Risk of bias summary for included trials (Cochrane RoB 2.0).
Risk of bias assessment (RoB 2.0 traffic-light plot).
Discussion
4
Summary of evidence
4.1
In this systematic review and meta-analysis, we synthesized evidence on instant-messaging–based interventions delivered through multiple platforms across six pre-specified outcome domains. Overall pooled effects were generally small to moderate and accompanied by substantial heterogeneity, indicating that a single global summary estimate provides limited explanatory value. To improve interpretability, we reorganized the evidence using a platform-sensitive and outcome-domain–structured approach.
At the platform level, the pooled “platform overview” of continuous outcomes (Figure 3) suggested variation in average effects across platforms. Telegram, LINE, and Facebook Messenger yielded positive pooled SMDs with confidence intervals that did not cross the null line, whereas WeChat showed a negative pooled estimate with a confidence interval crossing the null, and WhatsApp showed a small positive effect. Importantly, Figure 3 is intended as a descriptive overview that aggregates continuous outcomes across domains; it should be interpreted as illustrating broad patterns rather than substituting for domain-specific inferences.
At the outcome-domain level (Figure 2), behavioral outcomes showed the most consistent signals of benefit. Improvements were also observed for glycemic control and selected other clinical indicators in specific strata, whereas effects for attitudes/self-efficacy and other clinical outcomes were more heterogeneous and often did not reach statistical significance. For diabetes-related complications (binary outcomes), the pooled estimate suggested a potential reduction in risk; however, this finding was based on only three studies and remained imprecise, with the confidence interval approaching the null. Accordingly, complication results should be interpreted cautiously (see Supplementary material).

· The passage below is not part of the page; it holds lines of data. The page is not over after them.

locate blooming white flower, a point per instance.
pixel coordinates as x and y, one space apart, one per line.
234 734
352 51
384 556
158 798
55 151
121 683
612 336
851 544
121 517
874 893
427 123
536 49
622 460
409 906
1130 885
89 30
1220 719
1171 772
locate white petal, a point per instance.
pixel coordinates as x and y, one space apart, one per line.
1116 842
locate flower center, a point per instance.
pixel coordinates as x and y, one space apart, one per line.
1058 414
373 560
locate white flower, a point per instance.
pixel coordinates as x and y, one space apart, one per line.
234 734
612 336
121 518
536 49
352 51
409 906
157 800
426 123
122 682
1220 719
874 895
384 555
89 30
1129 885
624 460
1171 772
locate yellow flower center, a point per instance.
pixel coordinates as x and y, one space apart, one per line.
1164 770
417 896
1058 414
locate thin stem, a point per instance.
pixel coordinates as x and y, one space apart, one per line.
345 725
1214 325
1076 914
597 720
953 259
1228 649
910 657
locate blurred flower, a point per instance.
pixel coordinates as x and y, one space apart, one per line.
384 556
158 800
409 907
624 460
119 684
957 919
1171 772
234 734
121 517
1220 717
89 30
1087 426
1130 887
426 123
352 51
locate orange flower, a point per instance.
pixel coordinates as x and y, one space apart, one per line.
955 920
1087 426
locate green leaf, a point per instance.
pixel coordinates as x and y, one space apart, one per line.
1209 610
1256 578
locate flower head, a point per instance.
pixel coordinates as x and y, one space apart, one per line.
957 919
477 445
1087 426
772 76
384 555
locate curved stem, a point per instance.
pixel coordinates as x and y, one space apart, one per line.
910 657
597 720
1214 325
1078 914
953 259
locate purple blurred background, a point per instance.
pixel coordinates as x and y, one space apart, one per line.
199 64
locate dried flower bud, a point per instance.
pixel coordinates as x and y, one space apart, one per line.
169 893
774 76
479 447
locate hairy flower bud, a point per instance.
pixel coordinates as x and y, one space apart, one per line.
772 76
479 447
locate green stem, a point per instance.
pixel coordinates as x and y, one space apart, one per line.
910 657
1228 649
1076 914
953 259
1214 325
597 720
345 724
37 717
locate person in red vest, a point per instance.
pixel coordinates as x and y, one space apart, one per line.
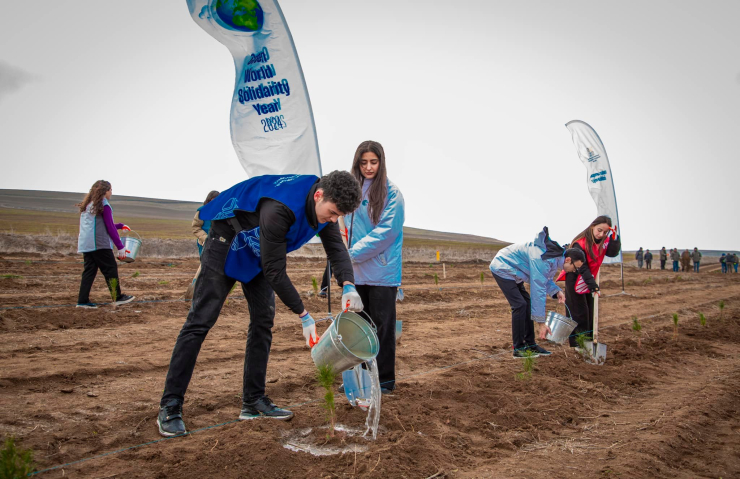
597 241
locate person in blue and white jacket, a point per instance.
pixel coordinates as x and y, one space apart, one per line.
535 263
375 247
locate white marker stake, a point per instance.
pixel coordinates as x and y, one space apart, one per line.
272 127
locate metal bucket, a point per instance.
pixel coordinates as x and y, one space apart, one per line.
132 245
560 326
349 341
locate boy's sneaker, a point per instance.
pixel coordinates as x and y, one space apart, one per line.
123 299
87 305
170 419
263 407
539 350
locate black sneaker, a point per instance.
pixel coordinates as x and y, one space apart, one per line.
263 407
170 419
123 299
539 350
87 305
521 353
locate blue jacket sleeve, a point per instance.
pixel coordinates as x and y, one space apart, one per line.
541 286
385 232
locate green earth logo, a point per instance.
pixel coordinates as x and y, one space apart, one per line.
239 15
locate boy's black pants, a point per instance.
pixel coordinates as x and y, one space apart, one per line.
580 308
104 260
380 305
522 326
211 289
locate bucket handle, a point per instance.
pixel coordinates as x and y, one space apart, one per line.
134 232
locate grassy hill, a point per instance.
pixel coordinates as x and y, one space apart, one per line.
53 212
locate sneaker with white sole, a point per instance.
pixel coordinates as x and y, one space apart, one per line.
87 305
264 407
170 420
123 299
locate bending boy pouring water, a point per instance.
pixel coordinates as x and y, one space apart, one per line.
535 263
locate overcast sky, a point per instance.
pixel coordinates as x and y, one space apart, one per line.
469 99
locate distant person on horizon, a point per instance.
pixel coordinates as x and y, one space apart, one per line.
597 241
675 257
686 261
254 224
663 257
98 234
639 257
535 263
376 250
696 258
200 230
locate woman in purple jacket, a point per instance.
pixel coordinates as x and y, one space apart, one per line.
98 234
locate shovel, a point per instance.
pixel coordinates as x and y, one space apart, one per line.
597 349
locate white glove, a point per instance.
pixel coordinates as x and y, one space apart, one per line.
309 330
351 299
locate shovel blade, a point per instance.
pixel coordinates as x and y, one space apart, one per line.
598 352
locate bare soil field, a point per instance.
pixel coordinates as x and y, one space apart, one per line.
81 387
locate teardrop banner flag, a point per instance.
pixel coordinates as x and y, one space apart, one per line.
272 126
592 154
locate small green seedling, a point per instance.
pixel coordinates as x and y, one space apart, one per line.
326 378
637 329
15 462
675 326
528 365
113 288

Across analyses, strata that combined highly heterogeneous intervention designs, mixed measurement constructs, or different outcome types tended to yield pooled effects close to zero with substantial between-study variability. Collectively, these findings suggest that observed effects are more likely driven by intervention design features and implementation context than by platform labels alone. Consistent with this interpretation, our exploratory meta-regression found no evidence that follow-up duration or study size explained meaningful variability in effect estimates, and overall explanatory power was low. These meta-regression analyses were exploratory and likely underpowered given the limited number of studies within strata; therefore, null moderator findings should be interpreted cautiously and not taken as evidence of no effect modification.

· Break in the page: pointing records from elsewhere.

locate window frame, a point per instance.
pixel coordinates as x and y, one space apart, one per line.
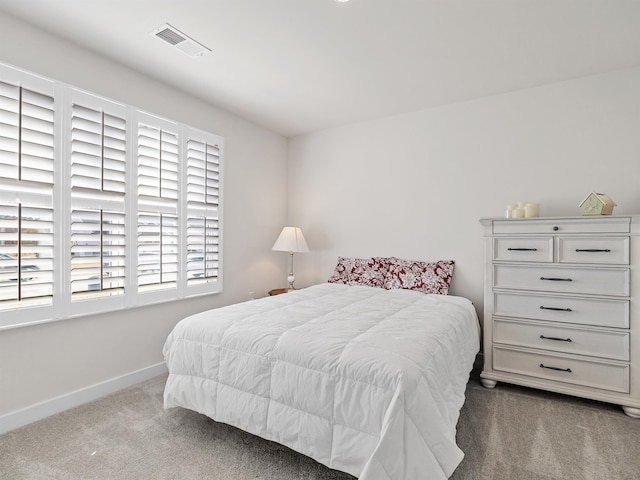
63 201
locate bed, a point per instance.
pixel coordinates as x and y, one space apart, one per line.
363 379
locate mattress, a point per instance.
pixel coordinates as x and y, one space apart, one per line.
363 380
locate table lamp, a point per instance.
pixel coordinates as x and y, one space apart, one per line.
291 240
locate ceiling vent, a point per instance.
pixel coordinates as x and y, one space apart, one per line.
179 40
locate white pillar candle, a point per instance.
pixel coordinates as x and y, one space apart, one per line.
531 210
509 211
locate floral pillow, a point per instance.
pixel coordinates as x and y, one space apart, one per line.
426 277
368 272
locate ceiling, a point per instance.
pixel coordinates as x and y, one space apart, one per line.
297 66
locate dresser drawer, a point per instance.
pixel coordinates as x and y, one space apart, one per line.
523 249
563 368
597 281
575 310
565 339
563 225
597 250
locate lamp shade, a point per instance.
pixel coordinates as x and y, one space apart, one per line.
291 240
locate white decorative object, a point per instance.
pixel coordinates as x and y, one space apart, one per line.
531 210
517 212
291 240
560 306
597 204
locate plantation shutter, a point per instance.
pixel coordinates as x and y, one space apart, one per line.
203 193
98 142
98 160
26 194
158 235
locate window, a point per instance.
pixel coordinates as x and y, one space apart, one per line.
102 206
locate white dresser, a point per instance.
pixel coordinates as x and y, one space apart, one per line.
562 306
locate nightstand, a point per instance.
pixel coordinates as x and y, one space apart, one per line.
277 291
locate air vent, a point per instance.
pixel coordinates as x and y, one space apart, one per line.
179 40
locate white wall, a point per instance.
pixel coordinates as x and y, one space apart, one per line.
415 185
39 363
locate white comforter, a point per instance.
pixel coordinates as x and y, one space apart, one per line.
364 380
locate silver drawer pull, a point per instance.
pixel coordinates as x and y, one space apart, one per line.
542 307
556 339
542 365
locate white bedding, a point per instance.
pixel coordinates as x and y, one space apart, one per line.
364 380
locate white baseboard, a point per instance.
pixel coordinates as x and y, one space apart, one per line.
25 416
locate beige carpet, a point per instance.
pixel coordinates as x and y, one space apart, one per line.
509 433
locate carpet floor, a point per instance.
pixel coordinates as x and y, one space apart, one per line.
508 433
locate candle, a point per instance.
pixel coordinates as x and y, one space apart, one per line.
531 210
509 211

Methodological strengths and analytical approach
4.2
A core methodological contribution of this study is that we did not rely on a single global pooled estimate to judge the effectiveness of instant-messaging interventions. Instead, we adopted a platform-sensitive and outcome-domain–structured synthesis framework that organizes evidence in closer alignment with plausible clinical pathways and behavioral mechanisms. This approach is particularly relevant in digital health evidence synthesis, where platform labels, outcome constructs, and measurement instruments are often highly heterogeneous; under such conditions, global averages can obscure meaningful structural variation and limit implementation relevance.
Second, beyond reporting pooled effects and confidence intervals, we systematically presented τ^2^, I^2^, and prediction intervals, thereby extending uncertainty quantification from statistical significance to the range of effects that might reasonably be expected across future, comparable real-world settings. This is especially important for instant-messaging interventions, whose effects may be sensitive to context and delivery fidelity.
Third, we conducted exploratory random-effects meta-regression using follow-up duration and log-transformed sample size as pre-specified study-level moderators. These covariates explained little between-study variability, providing limited support for study scale or follow-up length as primary drivers of heterogeneity and motivating greater attention to actionable sources of variation—such as interactivity, dose/intensity, feedback design, and integration with care pathways.
Finally, we strengthened transparency and reproducibility through robustness checks (e.g., leave-one-out analyses) and small-study effect assessments, and we reported complete stratified estimates together with corresponding forest plots and summary tables in the Supplementary material, facilitating verification and future updating of the evidence base.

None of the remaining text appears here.